If I didn’t believe in Jesus there is so much about me that wouldn’t exist. There would not be two books (Stolen Innocence & Living For Today) published under the name Erin Merryn, I would not travel the country speaking to the thousands I have reached with my message, I would of never appeared on Oprah, had a law passed in my own state and going on in other states etc. Everything that has been created around this  name “Erin Merryn” wold not exist if I did not know Jesus. If I did not accept Jesus into my life at 8-years-old I would be a very angry and bitter woman. When I sat on a picnic table at summer camp in 1993 when I was 8 and said the words that God gave his only Son Jesus to come down and die on the cross for our sins it is something that will never leave me. That moment is so clear in my mind. Moments after saying these words the woman who made me repeat them broke down and started crying. I remember being confused and looked at my 11-year-old sister and said, “Why is she crying what is so sad?” My sister looked at me with excitement and said, “Erin you’ve been saved you are going to make it to Heaven.”

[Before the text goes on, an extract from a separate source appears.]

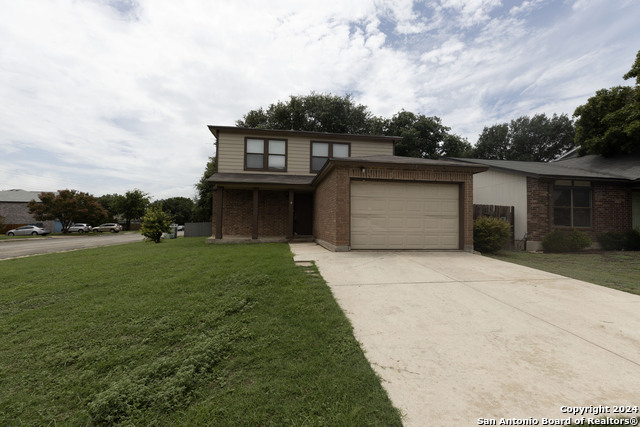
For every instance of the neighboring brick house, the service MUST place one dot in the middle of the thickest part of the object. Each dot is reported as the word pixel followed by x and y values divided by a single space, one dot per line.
pixel 591 193
pixel 13 207
pixel 343 191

By having a relationship with Jesus it allowed me to realize I need to let go of anger, hatred, and bitterness I had towards people in my life who abused me and forgive them.  I know many people have a hard time with this idea. I completely understand why you would, but for me forgiveness allowed me to let go of so much and find a voice. No longer consumed with anger and hatred I felt peace wash over me. I can’t imagine spending the rest of my life hating these two men that abused me.   Honestly what good would that do? I don’t allow room in my heart for hatred. There is sadness and pain there for the child I once was who suffered, but I leave no room for hatred. It just isn’t healthy. Jesus came down and died for these sins long before I was ever abused. If I want God to forgive me for the wrong I have done I have to forgive those who have hurt me. Does that mean I believe these two men will walk in green pastures with me in Heaven one day? Not at all! I don’t know where they stand with their relationship with the Lord and they are the first two people that come to mind that I don’t think I will see on the other side because I only know these two men for the evil they showed me and not where they are in their lives now and if they have accepted Christ and asked for his forgiveness.

I just know without my relationship with the Lord I would not be the person I am and the greatest gift my parents gave me is raising me in a Christian home. It is the one thing that I will always be most grateful for.